Monday, October 31, 2011

SOBRE OS ESPECTROS 2


"Notai, senhor, que a beleza não é tanto uma qualidade do objecto que consideramos, é mais um efeito em quem olha um objecto. Fosse a nossa vista mais extensa ou mais curta, fosse outra a nossa compleição e as coisas que hoje achamos belas, pareciam feias e vice-versa. A mais bela das mãos, vista através de um microscópio parecer-nos-á horrenda. Certos objectos vistos de longe são admiráveis; vistos de perto tornam-se horríveis. É por isso que as coisas, consideradas em si ou na sua relação com Deus, não são bonitas nem feias."

Espinosa, Sobre Espectros e Espíritos, trad. Telma Costa, Lisboa: Teorema, 2005, p. 29.

SOBRE OS ESPECTROS 1



"Por mim, creio que há espectros, e isto pelas seguintes razões:

1ª Porque é bom para a beleza e a perfeição do universo que os haja;

2ª Porque é plausível que o Criador os tenha criado, sendo-lhe estes espíritos muito mais semelhantes do que as criaturas corporais.

3ª Porque, assim como há corpos sem alma, também há almas sem corpos.

4ª Finalmente, porque nos mais altos cumes da atmosfera, nas regiões ou nos espaços superiores, calculo que não haja corpos escuros que não tenham os seus habitantes; e, por conseguinte, o espaço incomensurável que se estende entre nós e os astros não está vazio, mas sim preenchido pelos espíritos que nele habitam.

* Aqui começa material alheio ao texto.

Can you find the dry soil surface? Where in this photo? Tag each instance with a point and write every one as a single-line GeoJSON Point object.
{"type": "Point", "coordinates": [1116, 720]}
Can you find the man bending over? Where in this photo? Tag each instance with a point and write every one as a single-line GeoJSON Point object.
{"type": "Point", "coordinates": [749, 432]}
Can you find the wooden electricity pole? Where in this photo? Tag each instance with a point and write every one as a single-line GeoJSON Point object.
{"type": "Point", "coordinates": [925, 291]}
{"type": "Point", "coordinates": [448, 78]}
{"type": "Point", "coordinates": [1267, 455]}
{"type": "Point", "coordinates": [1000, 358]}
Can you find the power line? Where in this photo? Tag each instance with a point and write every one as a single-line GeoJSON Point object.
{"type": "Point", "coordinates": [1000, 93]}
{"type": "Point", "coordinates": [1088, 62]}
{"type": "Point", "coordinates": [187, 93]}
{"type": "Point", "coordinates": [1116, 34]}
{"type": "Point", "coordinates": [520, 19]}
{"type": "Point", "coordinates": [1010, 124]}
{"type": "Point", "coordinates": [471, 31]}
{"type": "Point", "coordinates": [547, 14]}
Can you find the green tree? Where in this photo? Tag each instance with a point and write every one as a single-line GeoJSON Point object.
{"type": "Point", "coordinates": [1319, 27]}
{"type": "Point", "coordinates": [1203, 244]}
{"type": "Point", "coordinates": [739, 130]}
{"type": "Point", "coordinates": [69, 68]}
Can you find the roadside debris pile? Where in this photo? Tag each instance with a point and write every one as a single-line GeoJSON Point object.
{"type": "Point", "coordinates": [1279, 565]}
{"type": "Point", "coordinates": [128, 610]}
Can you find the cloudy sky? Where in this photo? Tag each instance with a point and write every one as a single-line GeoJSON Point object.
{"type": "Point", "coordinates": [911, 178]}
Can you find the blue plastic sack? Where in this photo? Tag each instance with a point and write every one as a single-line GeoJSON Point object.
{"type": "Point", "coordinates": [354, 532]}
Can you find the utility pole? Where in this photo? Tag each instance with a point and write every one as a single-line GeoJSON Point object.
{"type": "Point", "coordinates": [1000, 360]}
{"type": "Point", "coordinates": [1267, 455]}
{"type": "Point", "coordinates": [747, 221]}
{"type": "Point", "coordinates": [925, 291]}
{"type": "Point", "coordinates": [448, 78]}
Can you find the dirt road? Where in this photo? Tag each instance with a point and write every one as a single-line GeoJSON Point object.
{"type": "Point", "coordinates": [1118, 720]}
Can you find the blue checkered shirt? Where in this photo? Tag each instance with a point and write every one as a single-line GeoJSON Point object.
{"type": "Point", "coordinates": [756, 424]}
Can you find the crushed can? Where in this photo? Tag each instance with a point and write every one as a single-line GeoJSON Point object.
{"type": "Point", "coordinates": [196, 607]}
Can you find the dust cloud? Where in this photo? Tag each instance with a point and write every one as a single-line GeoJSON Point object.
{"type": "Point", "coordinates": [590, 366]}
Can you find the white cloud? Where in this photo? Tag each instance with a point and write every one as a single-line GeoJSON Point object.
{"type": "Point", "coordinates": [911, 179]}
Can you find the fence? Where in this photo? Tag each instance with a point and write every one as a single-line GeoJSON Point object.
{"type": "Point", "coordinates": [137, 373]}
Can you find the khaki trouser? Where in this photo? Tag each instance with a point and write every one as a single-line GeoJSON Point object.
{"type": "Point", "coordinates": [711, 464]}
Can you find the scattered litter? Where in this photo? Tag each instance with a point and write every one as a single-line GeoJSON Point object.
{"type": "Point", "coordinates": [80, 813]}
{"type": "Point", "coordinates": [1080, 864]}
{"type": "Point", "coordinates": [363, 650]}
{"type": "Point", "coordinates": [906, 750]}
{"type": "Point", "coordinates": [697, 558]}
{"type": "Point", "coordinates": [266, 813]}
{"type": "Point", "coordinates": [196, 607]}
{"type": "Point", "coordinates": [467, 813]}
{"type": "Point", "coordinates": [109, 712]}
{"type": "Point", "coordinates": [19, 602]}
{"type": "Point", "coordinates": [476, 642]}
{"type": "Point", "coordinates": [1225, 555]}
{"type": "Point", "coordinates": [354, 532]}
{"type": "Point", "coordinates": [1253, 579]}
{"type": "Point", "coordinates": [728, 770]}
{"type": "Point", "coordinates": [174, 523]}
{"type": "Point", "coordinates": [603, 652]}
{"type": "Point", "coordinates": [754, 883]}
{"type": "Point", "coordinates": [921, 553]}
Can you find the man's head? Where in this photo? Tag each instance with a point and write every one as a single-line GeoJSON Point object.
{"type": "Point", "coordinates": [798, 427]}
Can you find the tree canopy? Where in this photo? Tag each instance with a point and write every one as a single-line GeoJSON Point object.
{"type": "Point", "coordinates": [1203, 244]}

Talvez os mais altos e mais afastados sejam espíritos puros, ao passo que os de baixo, os da atmosfera inferior, podem ser de uma substância muito subtil e muito fina e, além do mais, invisíveis. Parece-me, pois, que há espíritos de todos os géneros, mas talvez não haja nenhum do género feminino."


Hugo Boxel, in Espinosa, Sobre Espectros e Espíritos, trad. Telma Costa, Lisboa: Teorema, 2005, pp. 16-17. 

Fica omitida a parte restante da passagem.